In the Florida Bar’s Florida Bar Journal in March 2004, referencing a Publix Supermarkets lawsuit, it explains that “the court stated that a pure bill of discovery is not to be used as a fishing expedition to see if causes of action exist.”  In other words, a pure bill of discovery is not able to work its way through courts if it is merely being used to find a reason to file a future lawsuit.  Baskin’s Motion to Dismiss describes what Rothburd believes to be the reason for the step-daughters’ legal complaint while also describing the Plaintiffs’ allegedly faulty memories:

“A cable-television mini-series (i.e., “Tiger King: Murder, Mayhem, and Madness”), which began airing on March 20, 2020, has apparently encouraged the Plaintiffs to attempt to revive and relitigate unsupported allegations and suspected causes of action that have expired and/or were resolved in court long ago.  Twenty-three years after Plaintiffs were all parties and active participants in the Conservatorship of Jack Donald Lewis, Hillsborough County Probate Case No. 97-2001 Div.

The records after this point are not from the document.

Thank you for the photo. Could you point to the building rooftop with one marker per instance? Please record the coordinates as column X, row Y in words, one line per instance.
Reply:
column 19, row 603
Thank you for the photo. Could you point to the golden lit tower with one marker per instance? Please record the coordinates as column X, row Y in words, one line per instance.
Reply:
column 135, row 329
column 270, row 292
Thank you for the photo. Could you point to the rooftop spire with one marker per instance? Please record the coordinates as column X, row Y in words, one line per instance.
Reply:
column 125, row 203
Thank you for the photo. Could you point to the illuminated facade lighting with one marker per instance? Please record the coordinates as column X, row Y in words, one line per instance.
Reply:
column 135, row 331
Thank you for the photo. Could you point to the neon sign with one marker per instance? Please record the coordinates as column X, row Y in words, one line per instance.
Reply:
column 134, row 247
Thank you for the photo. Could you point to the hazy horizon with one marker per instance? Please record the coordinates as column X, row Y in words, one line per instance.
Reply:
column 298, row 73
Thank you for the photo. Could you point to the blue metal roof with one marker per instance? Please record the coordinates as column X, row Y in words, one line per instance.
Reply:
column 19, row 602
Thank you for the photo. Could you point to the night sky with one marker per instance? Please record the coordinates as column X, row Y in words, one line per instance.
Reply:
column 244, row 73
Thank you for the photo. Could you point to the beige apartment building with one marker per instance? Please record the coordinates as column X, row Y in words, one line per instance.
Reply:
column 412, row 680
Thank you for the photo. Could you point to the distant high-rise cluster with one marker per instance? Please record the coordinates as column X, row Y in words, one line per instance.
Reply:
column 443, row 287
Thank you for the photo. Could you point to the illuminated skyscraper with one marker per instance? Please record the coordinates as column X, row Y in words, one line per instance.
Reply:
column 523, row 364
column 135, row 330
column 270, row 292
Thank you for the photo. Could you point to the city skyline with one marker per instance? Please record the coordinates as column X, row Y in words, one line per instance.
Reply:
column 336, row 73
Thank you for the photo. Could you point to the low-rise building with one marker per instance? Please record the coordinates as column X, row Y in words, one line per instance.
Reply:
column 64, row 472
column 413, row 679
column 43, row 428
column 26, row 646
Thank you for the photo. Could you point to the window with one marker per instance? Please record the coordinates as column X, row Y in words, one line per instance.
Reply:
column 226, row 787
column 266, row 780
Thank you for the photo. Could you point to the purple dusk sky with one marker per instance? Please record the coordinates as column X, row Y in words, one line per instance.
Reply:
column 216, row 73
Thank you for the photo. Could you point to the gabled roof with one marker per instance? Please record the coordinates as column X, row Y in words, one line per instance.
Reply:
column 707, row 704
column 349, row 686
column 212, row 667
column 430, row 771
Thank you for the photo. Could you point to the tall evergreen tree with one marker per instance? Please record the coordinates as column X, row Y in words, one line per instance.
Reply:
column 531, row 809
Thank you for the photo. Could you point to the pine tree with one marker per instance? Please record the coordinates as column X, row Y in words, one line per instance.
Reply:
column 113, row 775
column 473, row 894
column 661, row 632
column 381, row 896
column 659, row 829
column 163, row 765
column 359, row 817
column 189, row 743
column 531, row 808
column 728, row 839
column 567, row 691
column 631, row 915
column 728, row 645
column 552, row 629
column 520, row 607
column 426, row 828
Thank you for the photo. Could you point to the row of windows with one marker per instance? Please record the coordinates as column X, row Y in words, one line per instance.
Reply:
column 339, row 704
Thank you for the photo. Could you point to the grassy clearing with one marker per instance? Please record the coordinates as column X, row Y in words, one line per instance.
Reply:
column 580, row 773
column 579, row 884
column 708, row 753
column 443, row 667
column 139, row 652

A (the “Estate”), twenty-two years after Plaintiffs Pettis, Sanchez, and Rathbone entered into a stipulation with Baskin to settle issues among them, twenty-two years after Plaintiff McQueen settled with the Estate, and eighteen years after Mr. Lewis was legally presumed dead, the Plaintiffs now incredulously allege that “[i]ssues still exist about whether the last known will and testament of Mr. Lewis and a Power of Attorney relied upon by Defendant Baskin in the probate court was bona fide…Notably, neither Baskin nor the probate court relied on either the last known will and testament or any power of attorney in handling the Estate. Instead, the parties, by a written court-approved stipulation, established the Estate whereby each group managed assets that eventually would be their own, and any such other issues were resolved in the Estate. There never was a probate of any will, as all Mr. Lewis’s assets were depleted to fund the Estate, consistent with controlling law, the parties’ stipulation, and the court’s approval.

Rothburd further described how Lewis’s estate was handled, attaching in the Motion to Dismiss exhibit the actual “Petition for Appointment of Conservator for the Estate of Jack Donald Lewis,” as filed in the court by Lewis’ daughter, Donna L. Pettis through her attorney.  An excerpt from this Petition states:

“…Petitioner believes to the best of her knowledge that her father, Jack Donald Lewis, has given no valid power of attorney, nor does he have a known last will and testament…,” and “urgent necessity exists for the establishment of a conservatorship for the assets and property of the absentee…for the reason that his estate consist of on-going businesses, real and personal property, gold and silver, and other values in a safe deposit box, all in excess of $4,000,000.00, and that there is the great possibility and/or probability that theft, waste, and/or mismanagement of absentee’s property will occur without the immediate appointment of a conservator to take control and manage said properties.”

When asked whether he expects more lawsuits to arise out of Lewis’ death, he lamented the poor quality of various news and official claims about facts surrounding the death of Jack Donald Lewis.

“Everybody is speculating and not looking back at the record on these matters.  The Sheriff, the press and everybody else is looking at this through the lens of “Tiger King.”  (So) now that “Tiger King” has opened up old wounds, who knows what people will do.”

Hillsborough County Sheriff, Chad Chronister, held an interview with 10 Tampa Bay News on June 2, 2020, stating that two experts agree Lewis’ last will and testament was forged, supporting Defendant Susan Bradshaw’s claims.  He has re-opened the case into Jack Donald Lewis’ death.  Carole Baskins has not officially been deemed a suspect.